Le président de la région autonome du Kurdistan Massoud Barzani devrait samedi, lors d'une conférence de presse à Erbil, faire connaître sa position finale, alors que des représentants étrangers se succèdent pour tenter de le convaincre de renoncer.

Mais il a déjà martelé qu'il ne céderait pas à la pression. "Maintenant le référendum n'est plus entre mes mains, ni entre celles des partis, il est entre les vôtres", a-t-il dit vendredi lors de son dernier meeting devant des milliers de personnes réunies au stade de football d'Erbil. "Nous sommes prêts à un dialogue sérieux avec Bagdad, mais après le 25 septembre, parce que maintenant c'est trop tard", a-t-il ajouté.

Une source kurde haut placée à Souleimaniyeh a affirmé vendredi que le redoutable chef d'une unité d'élite des Gardiens de la révolution iraniens, le général Qassem Soleimani, est revenu au Kurdistan pour une ultime rencontre avec les responsables de la région.

Il est aujourd'hui a Souleimaniyeh et doit se rendre ensuite à Erbil. "C'est sa dernière visite avant le référendum. Il s'agit d'avertir les responsables kurdes que l'Iran y est sérieusement hostile et les mettre en garde afin qu'ils y renoncent", selon cette source.

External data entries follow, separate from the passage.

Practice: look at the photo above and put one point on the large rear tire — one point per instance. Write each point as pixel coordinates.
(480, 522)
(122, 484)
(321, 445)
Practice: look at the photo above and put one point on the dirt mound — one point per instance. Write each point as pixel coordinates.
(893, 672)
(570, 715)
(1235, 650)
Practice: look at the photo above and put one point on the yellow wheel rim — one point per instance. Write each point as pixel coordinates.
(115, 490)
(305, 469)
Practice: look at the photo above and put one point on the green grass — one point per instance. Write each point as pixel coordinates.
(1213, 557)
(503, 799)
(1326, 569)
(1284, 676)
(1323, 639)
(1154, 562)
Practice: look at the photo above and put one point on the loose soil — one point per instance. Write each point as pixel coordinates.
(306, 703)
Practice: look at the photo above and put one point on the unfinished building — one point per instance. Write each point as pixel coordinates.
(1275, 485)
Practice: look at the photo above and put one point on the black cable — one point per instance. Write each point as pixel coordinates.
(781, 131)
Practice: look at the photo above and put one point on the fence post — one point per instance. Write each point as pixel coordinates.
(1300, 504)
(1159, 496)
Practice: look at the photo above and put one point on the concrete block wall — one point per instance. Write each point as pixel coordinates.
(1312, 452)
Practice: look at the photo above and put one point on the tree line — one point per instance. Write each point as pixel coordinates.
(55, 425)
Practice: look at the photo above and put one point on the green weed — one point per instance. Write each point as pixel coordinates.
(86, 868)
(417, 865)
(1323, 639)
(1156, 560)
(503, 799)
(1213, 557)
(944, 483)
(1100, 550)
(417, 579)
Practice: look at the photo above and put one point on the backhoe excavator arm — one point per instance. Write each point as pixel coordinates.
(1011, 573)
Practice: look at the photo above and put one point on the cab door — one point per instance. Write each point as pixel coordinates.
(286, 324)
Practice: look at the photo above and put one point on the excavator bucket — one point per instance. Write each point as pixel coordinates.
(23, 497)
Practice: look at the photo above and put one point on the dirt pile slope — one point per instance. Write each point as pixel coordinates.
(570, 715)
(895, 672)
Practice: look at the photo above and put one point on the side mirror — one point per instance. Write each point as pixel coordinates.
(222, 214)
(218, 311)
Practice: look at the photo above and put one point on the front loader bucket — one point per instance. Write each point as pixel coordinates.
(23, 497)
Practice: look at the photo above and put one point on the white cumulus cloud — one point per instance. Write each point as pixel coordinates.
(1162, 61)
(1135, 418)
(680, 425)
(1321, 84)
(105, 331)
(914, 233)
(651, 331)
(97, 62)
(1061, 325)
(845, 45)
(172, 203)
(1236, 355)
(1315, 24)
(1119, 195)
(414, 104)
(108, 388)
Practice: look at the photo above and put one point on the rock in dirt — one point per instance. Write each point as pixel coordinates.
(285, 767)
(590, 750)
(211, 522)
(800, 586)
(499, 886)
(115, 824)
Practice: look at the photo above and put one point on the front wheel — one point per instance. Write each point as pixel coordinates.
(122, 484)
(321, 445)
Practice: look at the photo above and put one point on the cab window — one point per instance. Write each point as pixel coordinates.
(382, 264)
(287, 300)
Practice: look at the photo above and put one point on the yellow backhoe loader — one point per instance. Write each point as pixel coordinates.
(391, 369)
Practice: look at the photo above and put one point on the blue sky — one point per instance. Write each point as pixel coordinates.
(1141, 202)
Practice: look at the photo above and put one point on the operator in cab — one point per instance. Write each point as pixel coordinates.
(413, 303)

Téhéran pousse pour des négociations

"Les Iraniens poussent toujours pour des négociations entre le Kurdistan et Bagdad. Il a informé ses interlocuteurs que l'Iran faisait pression sur Bagdad pour qu'il accepte les demandes kurdes et règle le contentieux sur le budget, le salaire des peshmergas et les régions disputées", a ajouté cette source.

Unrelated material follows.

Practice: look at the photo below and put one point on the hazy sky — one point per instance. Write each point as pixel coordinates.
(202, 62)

En 2014, en raison d'un conflit sur les exportations de pétrole, Bagdad avait décidé de ne plus verser les 17% du budget national, soit 12 milliards de dollars à la région kurde .

Les conséquences se sont faites immédiatement sentir puisque ce transfert représentait 80% des recettes du budget de la région. Les salaires, y compris ceux des combattants peshmergas ont été écornés.

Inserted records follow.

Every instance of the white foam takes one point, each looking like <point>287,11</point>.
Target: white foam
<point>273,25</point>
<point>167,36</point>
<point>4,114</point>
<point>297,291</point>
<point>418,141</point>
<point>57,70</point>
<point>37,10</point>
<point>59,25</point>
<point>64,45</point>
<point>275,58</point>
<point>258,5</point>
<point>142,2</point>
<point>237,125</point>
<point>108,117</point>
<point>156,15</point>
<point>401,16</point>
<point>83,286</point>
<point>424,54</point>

Les régions disputées sont des zones qui sont constitutionnellement sous l'autorité de Bagdad et que le Kurdistan revendique, comme la région pétrolière de Kirkouk, des zones dans le nord et le centre du pays.

Conseil de sécurité préoccupé

Le Conseil de sécurité de l'ONU a exprimé jeudi dans un communiqué "sa préoccupation face à l'impact potentiellement déstabilisateur du projet du gouvernement régional du Kurdistan de tenir de manière unilatérale un référendum la semaine prochaine".

"Les membres du Conseil "appellent à la résolution de tout problème entre le gouvernement fédéral et le gouvernement régional du Kurdistan dans le cadre de la Constitution irakienne, via un dialogue", souligne le texte.

Le Premier ministre irakien Haider al-Abadi a affirmé mardi qu'il rejetait toute forme de référendum sur l'indépendance du Kurdistan irakien, même si les Kurdes affirment qu'il ne conduira pas immédiatement à l'indépendance.

"Négociations sans préconditions"

L'Arabie saoudite a appelé mercredi Massoud Barzani à renoncer au référendum pour éviter de "nouvelles crises". Par ailleurs, la Turquie, l'Iran et l'Irak, malgré leurs divergences, se sont unis pour dénoncer cette consultation.

La Turquie est même allée plus loin vendredi en jugeant ce référendum "illégitime et inacceptable". Le Conseil de sécurité nationale turc a exhorté les autorités kurdes d'Irak à l'annuler à l'issue d'une réunion présidée par le chef de l'Etat turc Recep Tayyip Erdogan.

Zones disputées

Alors que l'offensive contre l'EI bat sont plein, les tensions sont vives entre le Kurdistan et le gouvernement fédéral, notamment dans les zones disputées que le Kurdistan voudrait faire voter.

Le référendum est "une hypocrisie, c'est uniquement un moyen de faire pression sur le gouvernement central. (...) Nous sommes prêts à l'affrontement jusqu'à la mort", martèle Atef Annajar, responsable du Hachd al-Chaabi - qui regroupe des unités paramilitaires majoritairement chiites - à Touz Khormatou.

Cette ville située dans la province de Salaheddine fait partie, comme Kirkouk, des régions d'Irak revendiquées tant par le pouvoir central de Bagdad que par la région autonome du Kurdistan.